The above is a lot of oversimplification, but I like the diversification factor and am currently using these accounts in a similar fashion.
My questions are the same as above:
1. Cost of Plan Document/Setup and recurring annual costs of maintenance and tax accounting vs benefit (Math) of holding Private Real Estate/Crowdfunding diversivication in a Tax Protected Solo 401(k) vs in the “Ordinary” Space. Would love to see numbers and have this modelled.

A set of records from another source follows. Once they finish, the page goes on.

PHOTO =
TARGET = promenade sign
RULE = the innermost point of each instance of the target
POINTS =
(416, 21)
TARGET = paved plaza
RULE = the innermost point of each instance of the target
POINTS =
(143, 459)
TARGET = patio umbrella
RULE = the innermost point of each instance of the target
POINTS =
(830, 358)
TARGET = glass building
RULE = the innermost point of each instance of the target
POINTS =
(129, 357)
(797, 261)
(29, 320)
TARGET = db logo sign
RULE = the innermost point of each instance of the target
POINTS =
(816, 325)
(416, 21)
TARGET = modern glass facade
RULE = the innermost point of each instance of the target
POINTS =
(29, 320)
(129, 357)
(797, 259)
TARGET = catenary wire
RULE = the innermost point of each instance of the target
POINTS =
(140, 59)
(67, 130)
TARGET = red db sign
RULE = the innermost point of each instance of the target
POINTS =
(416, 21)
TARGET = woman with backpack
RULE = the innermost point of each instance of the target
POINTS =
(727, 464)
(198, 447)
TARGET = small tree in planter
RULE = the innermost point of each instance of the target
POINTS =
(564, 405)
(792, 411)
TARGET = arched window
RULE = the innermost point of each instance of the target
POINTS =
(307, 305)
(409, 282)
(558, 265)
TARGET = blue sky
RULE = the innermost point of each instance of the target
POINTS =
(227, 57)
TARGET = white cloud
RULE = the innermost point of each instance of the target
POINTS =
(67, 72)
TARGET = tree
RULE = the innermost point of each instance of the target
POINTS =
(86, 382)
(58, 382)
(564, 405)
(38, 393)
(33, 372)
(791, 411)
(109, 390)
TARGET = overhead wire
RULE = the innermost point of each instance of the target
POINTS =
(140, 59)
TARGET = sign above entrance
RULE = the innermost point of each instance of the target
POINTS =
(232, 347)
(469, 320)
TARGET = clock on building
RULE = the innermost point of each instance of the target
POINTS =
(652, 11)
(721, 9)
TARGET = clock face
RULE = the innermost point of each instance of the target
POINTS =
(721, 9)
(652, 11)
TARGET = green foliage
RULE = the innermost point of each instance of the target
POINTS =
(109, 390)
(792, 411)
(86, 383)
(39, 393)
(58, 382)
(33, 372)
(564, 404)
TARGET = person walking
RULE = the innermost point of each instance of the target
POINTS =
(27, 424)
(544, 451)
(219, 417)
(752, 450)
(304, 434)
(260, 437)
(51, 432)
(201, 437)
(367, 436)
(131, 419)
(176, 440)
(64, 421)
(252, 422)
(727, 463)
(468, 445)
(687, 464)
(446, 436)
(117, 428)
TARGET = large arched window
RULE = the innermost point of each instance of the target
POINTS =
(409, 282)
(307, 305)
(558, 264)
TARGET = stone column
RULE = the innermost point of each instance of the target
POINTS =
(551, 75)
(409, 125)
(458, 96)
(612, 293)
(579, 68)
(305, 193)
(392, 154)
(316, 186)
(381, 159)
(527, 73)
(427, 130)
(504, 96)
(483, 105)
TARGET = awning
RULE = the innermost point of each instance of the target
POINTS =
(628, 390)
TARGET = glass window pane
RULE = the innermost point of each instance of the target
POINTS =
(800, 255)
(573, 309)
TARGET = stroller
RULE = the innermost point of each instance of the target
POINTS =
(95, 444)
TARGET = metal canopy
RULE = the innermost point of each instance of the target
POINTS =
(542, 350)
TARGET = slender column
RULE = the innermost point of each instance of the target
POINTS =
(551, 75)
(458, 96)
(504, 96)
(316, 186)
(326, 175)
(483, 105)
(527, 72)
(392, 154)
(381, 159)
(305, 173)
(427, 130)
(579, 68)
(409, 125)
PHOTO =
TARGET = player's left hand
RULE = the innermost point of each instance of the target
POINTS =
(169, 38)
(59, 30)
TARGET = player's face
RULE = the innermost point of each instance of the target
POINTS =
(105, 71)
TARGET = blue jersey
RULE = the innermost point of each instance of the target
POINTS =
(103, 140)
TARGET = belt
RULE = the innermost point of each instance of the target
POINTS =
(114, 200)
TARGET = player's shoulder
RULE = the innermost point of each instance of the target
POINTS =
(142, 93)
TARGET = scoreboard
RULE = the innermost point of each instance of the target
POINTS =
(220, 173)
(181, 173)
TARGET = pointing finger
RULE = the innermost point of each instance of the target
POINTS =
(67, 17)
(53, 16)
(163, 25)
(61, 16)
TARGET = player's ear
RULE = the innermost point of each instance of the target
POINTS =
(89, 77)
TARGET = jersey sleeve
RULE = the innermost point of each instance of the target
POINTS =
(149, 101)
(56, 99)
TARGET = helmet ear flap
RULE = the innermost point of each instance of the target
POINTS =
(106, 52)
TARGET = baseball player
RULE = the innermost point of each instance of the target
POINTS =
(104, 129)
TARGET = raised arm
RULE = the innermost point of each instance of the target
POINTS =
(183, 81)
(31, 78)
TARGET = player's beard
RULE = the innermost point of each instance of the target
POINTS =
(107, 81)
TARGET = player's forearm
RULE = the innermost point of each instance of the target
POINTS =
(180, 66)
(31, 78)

2. How would you set up the “checkbook” access and funding?
The checkbook isn’t a difficult issue. With a self-directed IRA the IRA owns an LLC, the LLC has a bank account, and the checks are written out of that bank account (and the rent checks are deposited into it). No biggie. I assume the 401(k) operates similarly.
Obviously I’ve given serious consideration to doing this. We have solo 401(k)s and we invest in real estate. My conclusion, however, has been that equity real estate is best held in a taxable account ASSUMING you can max out your tax protected accounts and still have enough going into taxable to have as much real estate as you want in your portfolio. By keeping it in taxable, you can do the classic depreciate, depreciated, depreciate, exchange, depreciate, depreciate, depreciate, exchange, depreciate, depreciated, depreciate die technique.
Debt real estate such as hard money loans, however, is incredibly tax-inefficient. 42% of what my hard money loans earn goes to the taxman. I think it could make a lot of sense to move that asset class into a self-directed IRA or 401(k).
If you are going to put equity real estate into a tax-protected account, better to use an i401(k) rather than an IRA of course, which is a really important point this post discusses.
Also, for someone who has all or most of their money in tax-protected accounts and wants to invest more in real estate, I think doing this is a better option than not funding those tax protected accounts to the max.
But you’re right that you’re exchanging hassle and fees for lower taxes and it may not always be a good exchange.
Thx Jim
(Disclosure: Post Author)
There’s a distinction between IRAs and Solo 401(k)s regarding “checkbook control.” Whereas IRAs are required by tax law to have a financial institution custodian, Qualified Plans do not. Therefore, only for an IRA does an investor requires an LLC to acheive Checkbook Control; the LLC serves as a vehicle to which the IRA financial institution custodian can send IRA funds. In contrast, with a Solo 401k no custodian is required, so the plan sponsor can have direct control over the funds as “Plan Trustee.”
We do use LLCs within 401k plans, but to achieve objectives other than “checkbook control,” such as (a) ease of transacting, (b) privacy, (c) asset protection, and (d) segregation of liabilities for those 401k plans that hold multiple assets. The Solo 401k-LLC is an optional feature that is available, but it is not required for purposes of checkbook control.
That’s convenient. Always nice to eliminate a layer of fees/hassle.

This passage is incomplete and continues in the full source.